Coordenador do MST aparece como alvo de investigações após a ditadura

Por Rubens Valente Da Folha de S.Paulo O principal líder do MST (Movimento dos Trabalhadores Rurais Sem Terra), o economista João Pedro Stedile, 55, foi alvo constante de arapongas do SNI ao longo de, pelo menos, 19 anos ininterruptos, nas décadas de 70 e 80. A vigilância continuou por todo o governo civil de José Sarney (1985-1990).


Por Rubens Valente
Da Folha de S.Paulo

O principal líder do MST (Movimento dos Trabalhadores Rurais Sem Terra), o economista João Pedro Stedile, 55, foi alvo constante de arapongas do SNI ao longo de, pelo menos, 19 anos ininterruptos, nas décadas de 70 e 80. A vigilância continuou por todo o governo civil de José Sarney (1985-1990).

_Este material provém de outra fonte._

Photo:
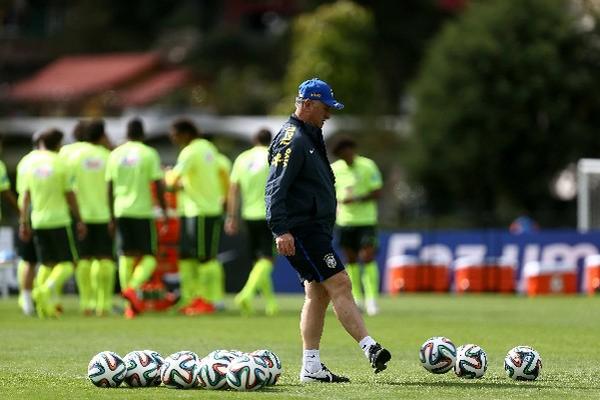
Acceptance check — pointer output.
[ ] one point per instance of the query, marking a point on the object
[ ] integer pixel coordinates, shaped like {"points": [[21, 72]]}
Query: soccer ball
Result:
{"points": [[273, 365], [523, 363], [213, 369], [247, 373], [180, 370], [107, 369], [438, 355], [235, 353], [142, 369], [471, 362], [159, 360]]}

Em março de 2009, Stedile pediu ao Arquivo Nacional de Brasília uma pesquisa na base de dados do extinto SNI. A busca resultou em cerca de 400 páginas em que o nome de Stedile é objeto de relatos e comentários em relatórios diversos produzidos pelo Exército, pelo SNI e pelos seus braços espalhados em dezenas de órgãos públicos.

Stedile concordou em fornecer à Folha cópia do conteúdo integral do seu dossiê. Pelas regras do Arquivo, o dossiê de pessoa física só pode ser acessado pelo próprio interessado. Ao entregar cópiua do dossiê, o Arquivo pergunta se a pessoa aceita reverter uma cópia para consulta pública.

Stedile era alvo do SNI muito antes da existência do MST, em 1984. Em 1971, os arapongas do governo sabiam detalhes como esse: Stedile, ainda estudante em Porto Alegre (RS), havia recebido uma carta de um morador de Cuba, Eduardo Glez.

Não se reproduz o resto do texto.